Acclaimed poet, professor, mentor and literary activist E. Ethelbert Miller will make three appearances at the College of William and Mary to lecture and read from Tuesday Feb. 2 through Thursday, Feb 4.
All of his appearances are free and open to the public. Miller is here as part of the Patrick Hayes Writers Festival.
"We are bringing the literary artist, our distinguished university archivist, the college community and the general public together in our library and the classroom," said Joanne Braxton, Cummings Professor of English, at whose invitation Miller is appearing. "We are, in fact, opening the university classroom to the public. This is one example of the many ways in which William & Mary demonstrates continued excellence in defining what it means to be a public university in the 21st Century."
On Tuesday, Feb. 2, 12:30 p.m., Miller will discuss “My Life as a Literary Activist” in room 305 of Washington Hall.
On Wednesday at 6:30 p.m., Miller will read from his 2009 memoir “The Fifth Inning” and other works at the Botetourt Gallery on the ground floor of Swem Library.
At 12:30 p.m. on Thursday, Feb. 4, in room 305 of Washington Hall, Miller will be joined by Beatriz B. Hardy, Swem Library’s Marian and Alan McLeod Director of Special Collections Research Center, to discuss Miller’s role as someone who documents literary movements and what archives do with writers’ papers.
At the same time, Miller and Dr. Hardy will discuss the College’s new exhibit of the works of the late poet Reetika Vazirani. Miller saved his correspondence with Vazirani, 2002 writer-in-residence at the College and winner of the 2003 Anisfield-Wolf Book Award, and donated them to Swem Library following her death in July, 2003.
The exhibit, positioned at the front entrance to the library, will be available for viewing for three weeks.
Miller played a role in helping to get Vazirani’s final poems, entitled “Radha Says,” published late last year. Drunken Boat Books published the collection, which was edited by Leslie McGrath and Ravi Shankar.
Miller has been the director of the African American Resource Center at Howard University since 1974. In addition, he was formerly the chair of the Humanities Council of Washington, D.C., and a faculty member of the Bennington Writing Seminars at Bennington College in Vermont.
The author of 11 books, Miller was once hailed by the Washington Post as “arguably the most influential person in Washington's vast and vibrant African American arts community.”

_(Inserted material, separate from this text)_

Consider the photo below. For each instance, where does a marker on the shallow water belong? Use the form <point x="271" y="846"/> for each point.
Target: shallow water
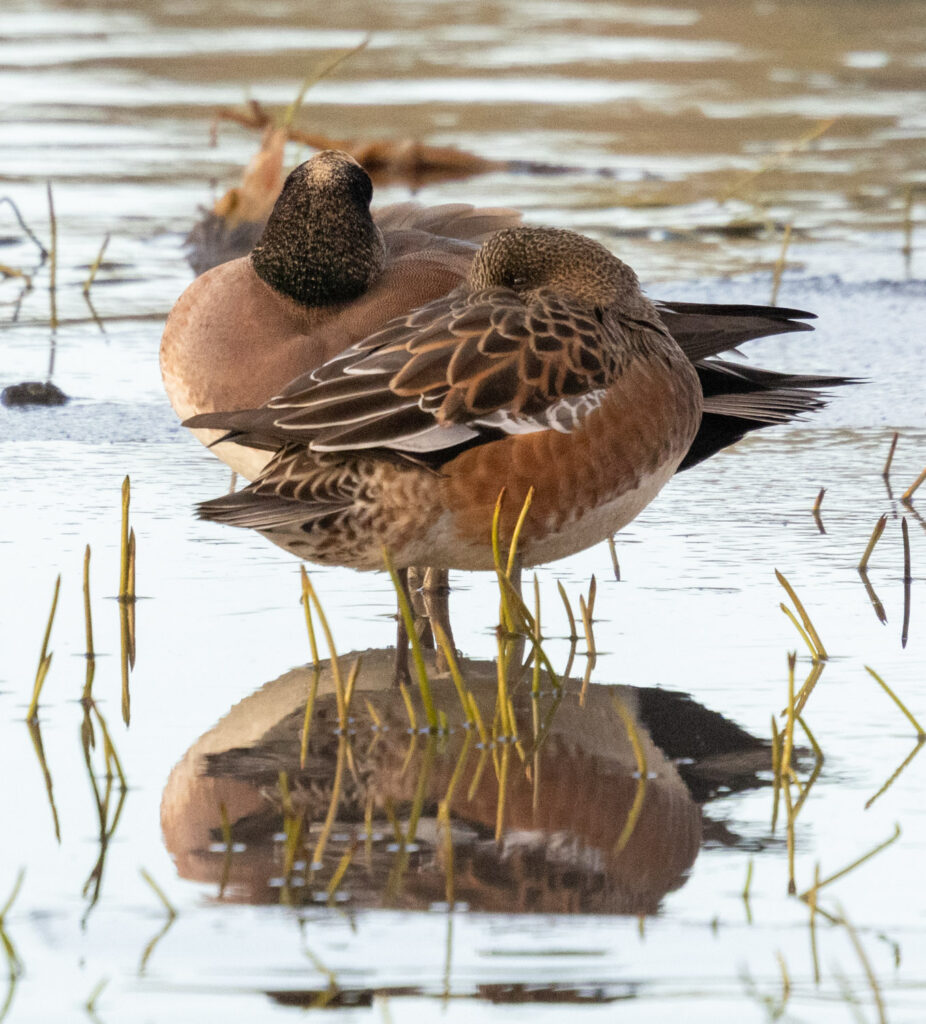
<point x="660" y="113"/>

Mr. Miller was awarded the Mayor’s Art Award for literature in 1982. He received the Public Humanities Award from the D.C. Humanities Council in 1988. In 1993, the literary community of Washington awarded him the Columbia Merit Award.
His book, “In Search of Color Everywhere,” was awarded the 1994 PEN Oakland Josephine Miles Award and was a Book of the Month Club selection. Mr. Miller received the 1995 O.B. Hardison Jr. Poetry Prize.
In 1997, he was presented with the Stephen Henderson Poetry Award by the African American Literature and Culture Society. His book, “Fathering Words,” was selected by D.C. WE READ in 2003 for the one-book, one-city program sponsored by the D.C. Public Libraries.